« Durant l’opération, nous avons dû chasser les habitants. Ce déracinement d’un villageois enraciné dans son village, en le transformant en réfugié, simplement en l’expulsant, et pas un, deux ou trois d’entre eux, mais une véritable expulsion. Et quand vous voyez que tout un village est conduit comme des agneaux vers l’abattoir, sans la moindre résistance, vous comprenez ce qu’est l’Holocauste. » - Témoignage d’un soldat israélien dans le documentaire Censored Voices (Voix censurées), dirigé par Mor Loushi (2015).
Dans le sillage de la guerre des Six-Jours (juin 1967), l’écrivain israélien Amos Oz, à l’époque réserviste dans l’armée israélienne, et un de ses amis avaient récolté des interviews de soldats israéliens qui avaient participé à la guerre et leur avaient demandé de parler des émotions que les combats avaient suscitées en eux. Les interviews avaient été publiées dans un livre intitulé Conversations with Soldiers (Conversations avec des soldats), auquel ma génération faisait plus populairement référence comme le livre Des exécutions et des larmes.

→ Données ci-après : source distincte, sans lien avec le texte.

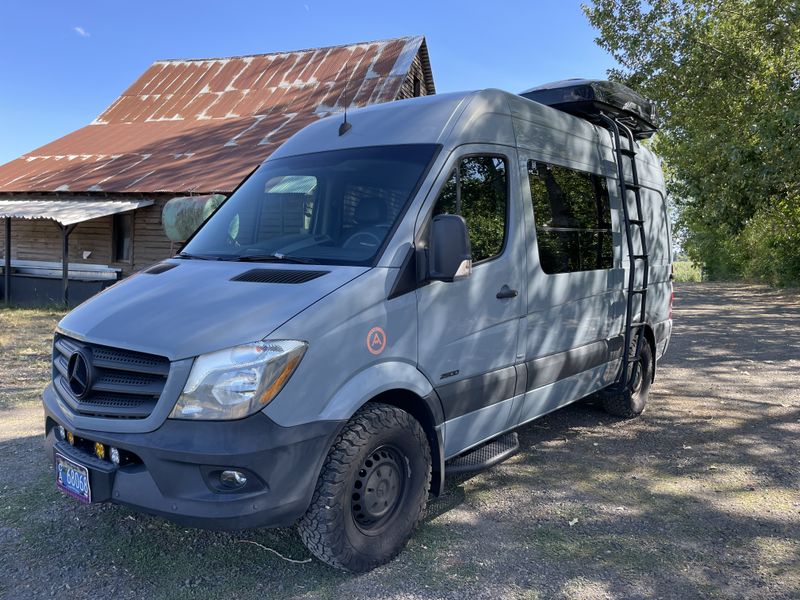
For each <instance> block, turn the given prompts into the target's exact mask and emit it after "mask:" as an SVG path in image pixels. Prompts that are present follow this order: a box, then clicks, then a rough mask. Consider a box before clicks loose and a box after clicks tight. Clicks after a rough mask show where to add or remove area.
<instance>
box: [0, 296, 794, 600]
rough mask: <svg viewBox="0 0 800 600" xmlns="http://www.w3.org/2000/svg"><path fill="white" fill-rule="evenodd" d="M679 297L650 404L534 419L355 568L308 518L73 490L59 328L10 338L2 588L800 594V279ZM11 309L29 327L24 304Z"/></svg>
mask: <svg viewBox="0 0 800 600" xmlns="http://www.w3.org/2000/svg"><path fill="white" fill-rule="evenodd" d="M676 293H677V297H676V304H675V314H674V317H675V331H674V334H673V338H672V344H671V347H670V350H669V352H668V354H667V356H666V357H665V359H664V361H663V362H662V363H660V364H659V367H658V372H657V376H656V384H655V385H654V387H653V390H652V396H651V404H650V406H649V407H648V410H647V411H646V412H645V414H644V415H643V416H642V417H641V418H639V419H635V420H632V421H622V420H618V419H614V418H611V417H609V416H607V415H606V414H605V413H603V412H602V410H600V408H599V407H597V406H594V405H592V404H590V403H583V404H579V405H575V406H572V407H569V408H566V409H563V410H560V411H558V412H556V413H554V414H552V415H550V416H548V417H546V418H543V419H540V420H538V421H536V422H534V423H533V424H531V425H528V426H526V427H524V428H522V429H521V430H520V439H521V442H522V446H523V451H522V452H521V453H520V454H518V455H517V456H515V457H514V458H513V459H511V460H509V461H507V462H506V463H503V464H502V465H499V466H497V467H495V468H494V469H492V470H490V471H488V472H485V473H483V474H480V475H477V476H474V477H472V478H468V479H466V478H463V479H451V480H449V486H448V489H447V492H446V493H445V494H444V495H443V496H442V497H440V498H439V499H437V500H435V501H433V502H432V503H431V504H430V506H429V511H428V516H427V517H426V519H425V522H424V523H423V525H422V526H421V528H420V530H419V531H418V532H417V534H416V535H415V536H414V538H413V539H412V541H411V542H410V544H409V547H408V549H407V550H406V551H405V552H403V553H402V554H401V556H400V557H399V558H398V559H397V560H396V561H394V562H393V563H391V564H389V565H387V566H384V567H382V568H379V569H377V570H375V571H373V572H371V573H368V574H366V575H362V576H357V577H356V576H351V575H347V574H344V573H339V572H336V571H333V570H331V569H329V568H327V567H325V566H323V565H322V564H320V563H319V562H317V561H315V560H312V561H310V562H300V563H295V562H288V561H286V560H284V559H282V558H280V557H279V556H277V555H276V554H275V553H273V552H271V551H269V550H267V549H266V548H271V549H273V550H275V551H277V552H279V553H281V554H282V555H284V556H285V557H288V558H292V559H295V560H300V561H304V560H306V559H308V558H309V554H308V552H307V551H306V550H305V549H304V548H303V546H302V545H301V544H300V542H299V539H298V537H297V534H296V533H295V531H294V530H293V529H281V530H270V531H243V532H235V533H214V532H204V531H197V530H190V529H185V528H181V527H177V526H174V525H171V524H169V523H166V522H164V521H161V520H159V519H157V518H152V517H147V516H144V515H139V514H136V513H133V512H131V511H129V510H127V509H125V508H123V507H117V506H109V505H92V506H79V505H77V504H76V503H74V502H72V501H71V500H69V499H67V498H65V497H62V496H61V495H59V494H58V493H57V492H56V491H55V489H54V486H53V482H52V479H53V473H52V468H51V467H50V466H49V464H48V460H47V458H46V457H45V456H44V454H43V453H42V451H41V437H40V430H41V410H40V408H39V407H38V405H37V404H36V399H35V391H34V390H35V389H38V387H37V386H39V387H40V386H41V382H42V381H44V380H45V379H46V378H47V375H48V373H47V361H46V355H47V352H48V348H47V346H46V342H39V343H43V344H45V346H44V347H43V348H39V349H38V350H37V348H35V347H34V348H31V347H30V345H31V344H30V343H26V344H22V346H24V347H26V348H27V350H26V352H28V353H29V354H21V353H20V352H18V351H17V350H16V344H14V343H7V344H5V345H4V348H3V354H4V357H3V362H4V369H3V370H5V374H3V375H0V556H2V557H3V559H2V561H0V596H2V597H8V598H15V599H16V598H32V597H51V596H56V597H62V598H63V597H68V598H110V597H113V598H144V597H147V598H226V599H230V598H235V597H238V598H317V597H322V598H387V599H388V598H407V599H415V600H416V599H428V598H459V599H460V598H493V599H494V598H580V599H584V598H680V599H685V598H697V597H708V598H770V599H772V598H798V597H800V391H798V390H799V389H800V295H798V294H797V293H796V292H792V293H790V292H776V291H773V290H769V289H767V288H763V287H758V286H748V285H733V284H730V285H722V284H714V285H712V284H696V285H692V284H679V285H677V286H676ZM34 317H35V315H34V316H33V317H30V318H31V319H33V318H34ZM4 318H5V319H8V318H10V317H8V314H6V315H5V316H4V314H3V311H0V324H3V322H2V320H3V319H4ZM15 318H16V319H17V320H18V321H21V323H19V324H18V325H17V331H16V333H15V337H17V339H22V337H20V336H24V331H25V327H26V324H25V321H26V319H28V317H25V316H24V318H22V319H19V318H17V317H15ZM37 318H38V317H37ZM43 318H50V319H51V320H52V319H54V318H55V317H52V316H51V317H47V316H45V317H43ZM6 325H7V323H6ZM2 339H3V338H2V333H0V340H2ZM25 339H26V340H27V339H28V338H27V337H26V338H25ZM37 339H38V338H37ZM42 339H43V340H44V339H45V338H44V337H42ZM7 341H8V340H7ZM29 355H30V356H33V357H34V358H28V356H29ZM42 356H45V359H44V360H43V359H42ZM31 361H33V362H31ZM31 365H33V366H31ZM36 365H39V366H38V367H37V366H36ZM26 368H27V369H28V370H30V371H31V372H30V373H28V372H26V374H25V376H24V377H22V378H20V379H24V381H16V380H15V379H14V376H13V373H17V372H20V370H21V369H26ZM9 373H12V374H11V375H9ZM32 382H33V383H32ZM12 388H13V389H12ZM245 541H249V542H256V543H255V544H253V543H244V542H245Z"/></svg>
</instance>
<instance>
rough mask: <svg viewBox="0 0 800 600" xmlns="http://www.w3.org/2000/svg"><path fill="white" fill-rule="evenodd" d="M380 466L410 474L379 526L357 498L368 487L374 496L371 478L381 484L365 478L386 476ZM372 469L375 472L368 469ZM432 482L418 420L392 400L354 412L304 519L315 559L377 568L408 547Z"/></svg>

Le censeur militaire (une fonction qui existe toujours actuellement, remplie récemment encore par l’actuelle ministre de la Culture, Miri Regev) a effacé 70 pour 100 des preuves depuis qu’il a prétendu que cela nuirait à l’image internationale d’Israël.

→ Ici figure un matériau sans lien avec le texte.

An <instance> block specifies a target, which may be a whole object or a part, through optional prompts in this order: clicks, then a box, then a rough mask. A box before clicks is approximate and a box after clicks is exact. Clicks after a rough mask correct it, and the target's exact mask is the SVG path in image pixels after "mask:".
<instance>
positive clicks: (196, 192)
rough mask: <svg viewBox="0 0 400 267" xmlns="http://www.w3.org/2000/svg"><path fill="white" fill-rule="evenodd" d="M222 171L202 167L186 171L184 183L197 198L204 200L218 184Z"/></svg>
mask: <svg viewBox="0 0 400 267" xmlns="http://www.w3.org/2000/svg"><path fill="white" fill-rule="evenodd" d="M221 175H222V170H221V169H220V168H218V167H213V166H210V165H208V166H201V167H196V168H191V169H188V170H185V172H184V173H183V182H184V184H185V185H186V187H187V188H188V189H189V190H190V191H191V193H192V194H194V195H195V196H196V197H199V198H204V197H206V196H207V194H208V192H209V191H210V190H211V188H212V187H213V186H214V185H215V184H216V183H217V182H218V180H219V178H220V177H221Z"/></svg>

Ce mois-ci, une cinéaste israélienne très active, Mor Loushi, présente son nouveau documentaire s’appuyant sur une grande partie de ce matériel censuré. Les atrocités rapportées par les soldats comprennent des expulsions forcées, comme celle citée plus haut, des descriptions choquantes d’exécutions sommaires de prisonniers de guerre et des allusions à des massacres de villageois innocents.
Un répertoire du mal
Cette 48e commémoration de la guerre des Six-Jours (1967) coïncidait avec la 67e commémoration de la Nakba, le nettoyage ethnique de la Palestine avant et après la création d’Israël en 1948. Ce répertoire du mal confessé par les soldats dans le nouveau film nous remet à l’esprit les atrocités perpétrées voici 67 ans à une échelle plus importante, bien que similaire dans l’horreur.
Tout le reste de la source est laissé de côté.